More advisers discussing ESG with clients
29 April 2021
Nearly a fifth of advisers are discussing ESG investments with their clients, new research from NextWealth has shown.
The latest NextWealth ESG Tracker Study found the number of advisers having ESG-related conversations with clients rose 2% to 19% between October 2020 and March 2021.
However, the rate of increase has slowed, with NextWealth’s previous surveys recording a 10% jump between October 2019 and October 2020.
Heather Hopkins, managing director of NextWealth, said: “Client interest in ESG, ethical, impact and sustainable continues and is now coming up in one fifth of client conversations, up almost three-fold since October 2019. While the rate of growth has slowed over the last six months, two thirds (65%) of advisers anticipate conversations about ESG will become more frequent in the next 12 months, with one in ten saying that the frequency will increase significantly.”
According to NextWealth, an average of 15% of client assets are invested in ESG or sustainable/ethical/impact funds or solutions, up from 12% six months ago and nearly double October 2019 levels. Over two thirds (68%) of advisers expect to see an increase in assets invested in these funds and solutions.

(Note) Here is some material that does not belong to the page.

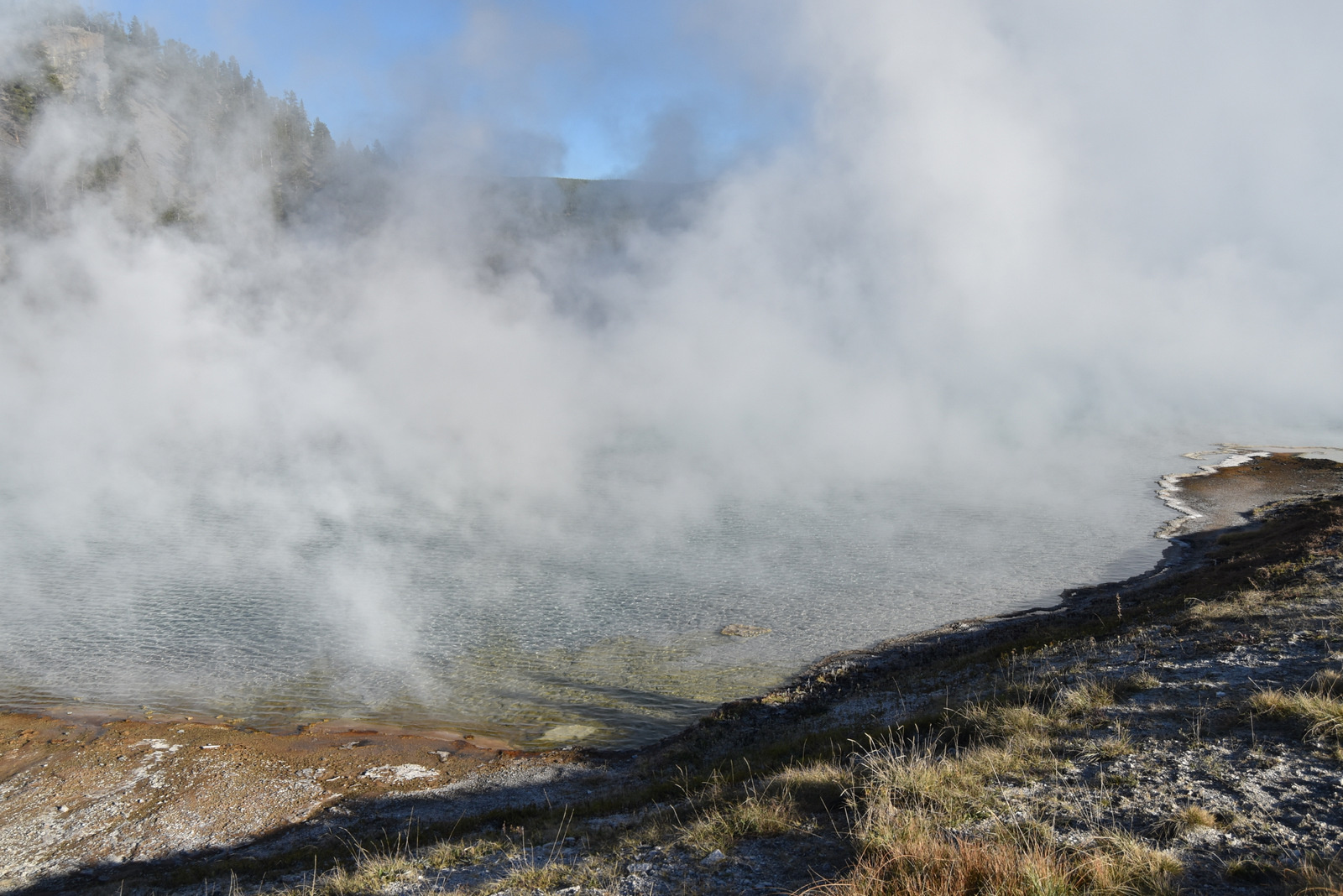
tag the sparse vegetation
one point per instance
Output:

However, advisers also cited various barriers to sustainable investing, with 9% citing product availability and 6% pointing to product research as a potential hurdle. A further 5% admitted scepticism around what providers tell them about the products.
The survey also found that nearly one in five (19%) advisers believe there is a higher price to pay for ESG integrated choices.
Hopkins added: “There is mounting evidence that ESG investing can in some cases yield superior returns, nevertheless our research has found that both investors and advisers believe there are trade-offs when it comes to investing according to ESG principles. On price, many advisers believe ESG integrated investing can be more expensive because of a perceived need to have a higher allocation to active funds.”
Hopkins believes providers and tech firms must do more to make ESG investing more accessible, particularly for smaller firms, noting that a lack of consensus, perceived lack of transparency and the frustration of complexity involved in developing as ESG proposition will hold some advice firms back.